PHB's use of the first-person singular implies he's talking about the mathematical mesh, not TLS at all.

> I’m trying to figure out what you’re saying; at least one of us is confused.  NIST asked for a Key Exchange Mechanism (KEM), and Kyber meets that definition (which is essentially what you describe; both sides gets a shared secret).  That is the functionality that TLS needs, and is the functionality that NIST (and others) evaluated.  Yes, there are internal functions within Kyber; no one is suggesting those be used directly.  And, yes, NIST might tweak the precise definition of Kyber before it is formally approved; any such tweak would be minor (and there might not be any at all); if they do make such a change, it should not be difficult to modify any draft we put out to account for that change.

I thought KEM expanded to "Key Encapsulation Mechanism" (viz RFC 9180).

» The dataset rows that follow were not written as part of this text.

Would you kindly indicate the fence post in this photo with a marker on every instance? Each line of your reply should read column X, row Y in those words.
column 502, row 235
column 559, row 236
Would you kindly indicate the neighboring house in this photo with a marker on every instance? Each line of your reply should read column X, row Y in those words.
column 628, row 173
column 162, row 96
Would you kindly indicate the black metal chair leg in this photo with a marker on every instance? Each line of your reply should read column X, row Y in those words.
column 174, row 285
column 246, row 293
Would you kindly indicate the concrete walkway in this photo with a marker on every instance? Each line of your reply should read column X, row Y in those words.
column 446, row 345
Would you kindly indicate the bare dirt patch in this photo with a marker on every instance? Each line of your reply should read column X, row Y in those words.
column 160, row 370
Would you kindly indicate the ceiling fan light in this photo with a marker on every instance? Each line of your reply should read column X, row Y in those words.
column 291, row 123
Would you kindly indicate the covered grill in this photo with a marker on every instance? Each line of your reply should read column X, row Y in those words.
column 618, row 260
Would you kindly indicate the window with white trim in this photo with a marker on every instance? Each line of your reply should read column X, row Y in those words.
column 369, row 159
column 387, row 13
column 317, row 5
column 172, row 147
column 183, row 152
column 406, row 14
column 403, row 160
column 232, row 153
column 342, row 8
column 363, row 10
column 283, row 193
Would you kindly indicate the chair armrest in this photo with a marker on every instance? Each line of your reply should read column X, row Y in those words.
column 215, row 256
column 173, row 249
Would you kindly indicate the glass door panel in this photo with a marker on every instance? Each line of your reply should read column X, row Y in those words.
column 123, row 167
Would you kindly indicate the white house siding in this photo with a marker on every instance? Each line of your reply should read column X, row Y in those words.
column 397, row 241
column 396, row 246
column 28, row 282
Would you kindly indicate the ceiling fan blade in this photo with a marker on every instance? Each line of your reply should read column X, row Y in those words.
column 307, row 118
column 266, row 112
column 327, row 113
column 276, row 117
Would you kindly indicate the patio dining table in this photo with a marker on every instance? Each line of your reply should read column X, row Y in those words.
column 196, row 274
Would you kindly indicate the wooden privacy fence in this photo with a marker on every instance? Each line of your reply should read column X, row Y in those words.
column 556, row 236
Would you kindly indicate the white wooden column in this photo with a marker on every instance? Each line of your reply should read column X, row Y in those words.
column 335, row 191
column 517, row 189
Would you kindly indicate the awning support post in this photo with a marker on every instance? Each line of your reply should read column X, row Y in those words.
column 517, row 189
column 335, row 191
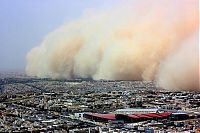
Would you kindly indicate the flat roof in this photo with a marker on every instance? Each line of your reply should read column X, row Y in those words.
column 137, row 110
column 104, row 116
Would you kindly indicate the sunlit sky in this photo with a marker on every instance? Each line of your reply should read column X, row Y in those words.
column 25, row 23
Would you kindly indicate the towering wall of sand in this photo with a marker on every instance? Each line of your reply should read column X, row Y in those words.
column 140, row 40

Indeed, my understanding is that PHB's specific point is that it is *not* an exchange, and rather that the sender picks a key and the recipient just gets that key without contributing do it.

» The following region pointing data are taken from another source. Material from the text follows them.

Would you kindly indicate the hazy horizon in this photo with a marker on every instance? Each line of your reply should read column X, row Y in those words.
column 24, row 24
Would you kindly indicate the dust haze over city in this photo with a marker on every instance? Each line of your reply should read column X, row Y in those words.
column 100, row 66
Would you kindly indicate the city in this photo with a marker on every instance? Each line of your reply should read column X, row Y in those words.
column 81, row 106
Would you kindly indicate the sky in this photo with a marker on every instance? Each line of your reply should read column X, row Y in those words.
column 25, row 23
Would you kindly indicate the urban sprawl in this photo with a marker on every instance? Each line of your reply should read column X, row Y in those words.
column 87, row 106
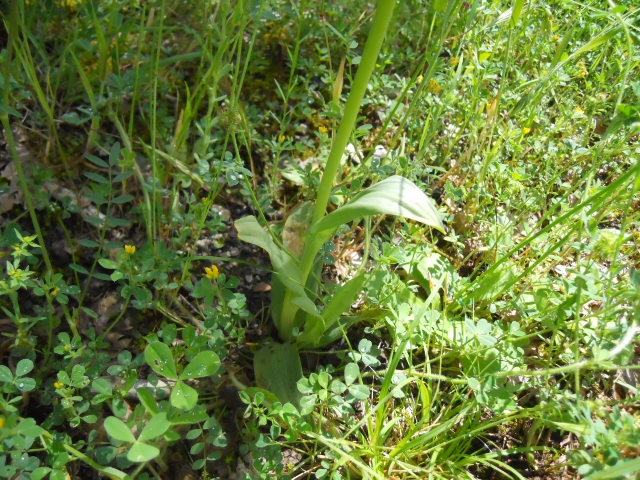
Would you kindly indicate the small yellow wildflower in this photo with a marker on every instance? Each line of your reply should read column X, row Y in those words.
column 211, row 272
column 582, row 70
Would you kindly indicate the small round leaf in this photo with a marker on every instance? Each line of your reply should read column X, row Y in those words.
column 118, row 430
column 204, row 364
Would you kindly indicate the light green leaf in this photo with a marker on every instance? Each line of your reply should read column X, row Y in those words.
column 119, row 430
column 6, row 375
column 204, row 364
column 351, row 373
column 250, row 231
column 183, row 396
column 395, row 195
column 339, row 304
column 156, row 427
column 147, row 399
column 285, row 266
column 517, row 10
column 24, row 366
column 142, row 452
column 159, row 357
column 277, row 367
column 108, row 263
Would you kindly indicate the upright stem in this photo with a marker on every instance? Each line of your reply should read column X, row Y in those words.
column 384, row 12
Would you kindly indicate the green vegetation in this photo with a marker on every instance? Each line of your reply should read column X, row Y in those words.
column 323, row 240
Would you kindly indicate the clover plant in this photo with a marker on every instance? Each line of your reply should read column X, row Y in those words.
column 301, row 316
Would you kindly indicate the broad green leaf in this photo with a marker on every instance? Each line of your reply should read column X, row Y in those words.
column 204, row 364
column 250, row 231
column 183, row 396
column 277, row 367
column 159, row 357
column 142, row 452
column 286, row 269
column 119, row 430
column 156, row 427
column 395, row 195
column 491, row 284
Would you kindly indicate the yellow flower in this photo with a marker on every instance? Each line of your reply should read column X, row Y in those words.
column 434, row 87
column 211, row 272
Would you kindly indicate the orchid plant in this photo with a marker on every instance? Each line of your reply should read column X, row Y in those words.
column 302, row 318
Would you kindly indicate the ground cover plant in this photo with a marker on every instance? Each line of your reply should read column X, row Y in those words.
column 332, row 240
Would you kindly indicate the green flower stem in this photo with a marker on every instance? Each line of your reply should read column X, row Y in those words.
column 384, row 12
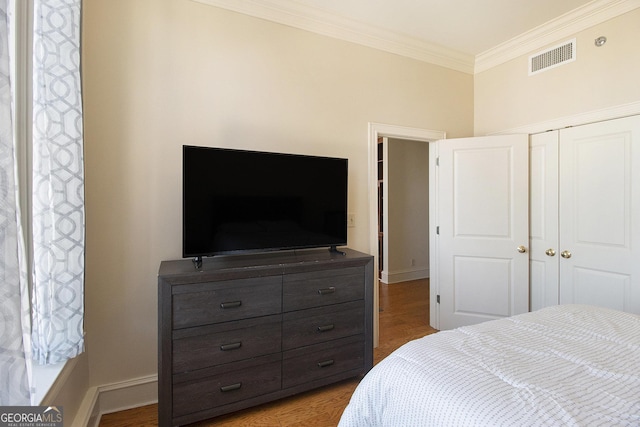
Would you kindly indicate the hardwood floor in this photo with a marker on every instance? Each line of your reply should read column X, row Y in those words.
column 404, row 315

(Well, I think there is maybe also some bit in PHB's note that's quibbling about how the sender doesn't actually pick the key, and rather the local output of the KEM is the encapsulated blob plus the shared key, with the shared key not being an input to the KEM ... but I haven't read NIST's report yet and can't confirm or reject that assertion.)  I am reading PHB as saying that the "internal function" within Kyber that is an "actual KEM" is one that takes the shared key as input and produces the encapsulated blob as output (again, cannot confirm or reject).

> It was my understanding that TLS 1.3 didn’t do rekeys (ChangeCipherSuite).  Instead, the key agreement is done only at connection establishment time, and could be broken into:
> 
>   *   Full negotiation (the client not having any context)

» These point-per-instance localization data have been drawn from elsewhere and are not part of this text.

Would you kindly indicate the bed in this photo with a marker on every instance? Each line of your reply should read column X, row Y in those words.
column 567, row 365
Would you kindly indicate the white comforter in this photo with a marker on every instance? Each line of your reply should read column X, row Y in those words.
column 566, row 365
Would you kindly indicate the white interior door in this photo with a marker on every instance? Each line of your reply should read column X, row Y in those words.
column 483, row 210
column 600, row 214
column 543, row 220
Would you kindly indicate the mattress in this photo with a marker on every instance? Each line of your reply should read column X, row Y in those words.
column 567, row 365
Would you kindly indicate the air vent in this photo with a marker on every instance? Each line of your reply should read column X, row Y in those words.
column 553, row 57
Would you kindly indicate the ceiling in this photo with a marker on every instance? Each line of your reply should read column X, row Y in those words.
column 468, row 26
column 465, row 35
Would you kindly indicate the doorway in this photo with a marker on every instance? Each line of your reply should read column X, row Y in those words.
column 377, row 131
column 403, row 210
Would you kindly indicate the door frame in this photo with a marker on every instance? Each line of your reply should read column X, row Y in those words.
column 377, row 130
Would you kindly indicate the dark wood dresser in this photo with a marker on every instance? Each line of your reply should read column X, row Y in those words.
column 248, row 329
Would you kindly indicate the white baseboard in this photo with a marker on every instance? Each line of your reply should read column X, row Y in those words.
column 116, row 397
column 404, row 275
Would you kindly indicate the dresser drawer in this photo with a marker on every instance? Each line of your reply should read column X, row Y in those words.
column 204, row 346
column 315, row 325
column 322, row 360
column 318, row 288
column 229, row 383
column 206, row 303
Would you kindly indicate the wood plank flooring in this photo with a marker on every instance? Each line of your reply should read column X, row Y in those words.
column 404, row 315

>   *   Resumption (0-RTT or 1-RTT) negotiation (where the client has some secret data from a previous full negotiation)
> Because those are both fresh negotiations, I don’t see any alternative to using a postquantum key exchange for both.

There's also KeyUpdate.
And the PSK handshake mode that's just psk_ke, not psk_dhe_ke.
But I don't think I understand PHB's proposed taxonomy yet, either.